Over the years, the Exchange has added services to meet its members’ needs. Through its eight service stores, farmers market hundreds of thousands of dollars worth of grain every year. These farmers own a total of 200,000 bushels of grain storage at Durham, Oxford, Roxboro and Siler City. They own and operate three feed mills: one at Durham, one at Siler City and a new custom-grinding and grain-storage mill at Oxford with push button operation.

In 1959 the co-op sold more than $2.2 million worth of livestock for its members. At its well-equipped livestock market, it also operates an approved slaughter house and refrigerated chilling services.

Its hatchery, with a capacity of 200,000 chicks a week, furnishes over $1 million worth of hatching eggs a year and supplies over 8 million chicks to broiler and market egg producers. Net investment of the 12,000 farmer members of the Exchange amounts to nearly $3.6 million.

From the May/June 2000 issue of
Rural Cooperatives

Saving an industry: plant closure leads
Michigan growers to form turkey co-op

When the 25 turkey growers supplying the Sara Lee plant in Zeeland, Mich., received notice that they no longer had a market for their birds, tough decisions had to be made. With no local market, these growers had to act quickly or suffer great losses due to transportation costs.

Like most farmers, these growers had weathered tight times in recent years. For some, the closure notice was the final hurdle and they left the business. But for 15 of them, this was just another challenge — another chance — to gain control of their business.

“It was really a blessing in disguise,” says Dan Lennon, chief executive officer and plant manager. “Many of the growers knew they would be better off and have more security if they owned their own processing facility. But until they actually lost their market, the option wasn’t seriously considered.

“Transportation is tough on the birds,” he explains. “They needed a plant close to their farms. We saw a significant mortality loss when the birds were hauled to facilities in other states.”

Forming a cooperative was the first step in creating a producer-owned processing business. In October 1998, just four months after receiving their cancellation notices, the growers formed the Michigan Turkey Producers Cooperative. The 15 members operate 40 farms in west Michigan and farm more than 15,000 acres.

Michigan State University (MSU) poultry economist Allan Rahn supplied necessary market analysis and feasibility studies. The Michigan Farm Bureau, MSU Extension, the Michigan Department of Agriculture and USDA Rural Development also stepped forward to help the cooperative.

Rahn reported that in 1998, western Michigan turkey growers had $30 million invested in farm-related assets and were growing nearly 8 million birds a year.
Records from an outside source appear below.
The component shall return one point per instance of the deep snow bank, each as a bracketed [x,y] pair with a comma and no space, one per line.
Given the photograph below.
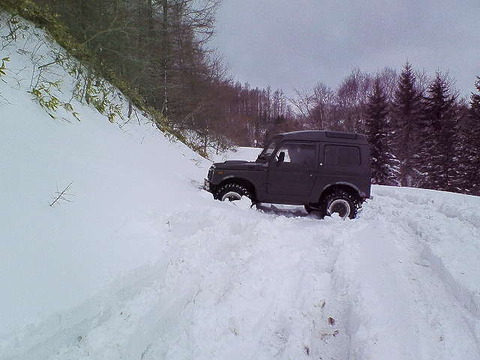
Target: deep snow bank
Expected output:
[121,175]
[192,278]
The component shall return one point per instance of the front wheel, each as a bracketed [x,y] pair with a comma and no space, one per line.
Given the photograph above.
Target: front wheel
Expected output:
[232,192]
[342,203]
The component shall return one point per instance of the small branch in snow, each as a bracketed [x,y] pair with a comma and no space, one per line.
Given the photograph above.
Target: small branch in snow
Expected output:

It is estimated that the turkey industry in western Michigan has an economic impact of $60 million. Ernie Birchmeier, Michigan Farm Bureau commodity specialist, says feed consumption for 4 million turkeys each year equates to 50,000 tons of soybeans, estimated at $6.5 million annually, and more than 4 million bushels of corn, valued at $8.6 million annually. Additionally, more than 200 people are employed on the farms and 300 at the plant with a combined payroll of $10 million. Over $6 million a year is spent on purchasing poults.

The group received a $95,000 grant from USDA Rural Development to conduct feasibility studies. The grant was part of USDA’s Rural Business Enterprise Grant Program.

This program is designed to help public bodies, non-profit corporations and federally recognized Indian Tribal groups finance and facilitate development of small and emerging private business enterprises located in rural areas.

Taking processing into their own hands was a good thing for the producers, says Harley Sietsema, the co-op’s board chairman. “It forced us to look at where we were in the food chain. I think it was just a matter of time, and we needed to do this anyway.”

Currently the facility is equipped for strictly raw processing. The products from the Michigan plant will be marketed under the name “Legacy,” or Golden Legacy for top products such as breast meat; Silver Legacy for secondtier products, such as thighs and drumsticks; and Legacy for the ground products.

Accompanying the brand and logo is a history of the cooperative and the name. This story captures the long history of turkey production in Michigan and lists the members of the cooperative.

“I don’t think people realize how close this industry was to being extinct in Michigan,” Lennon said.” Without the diligence and the commitment of the turkey growers to raise additional capital, this dream never would have become a reality.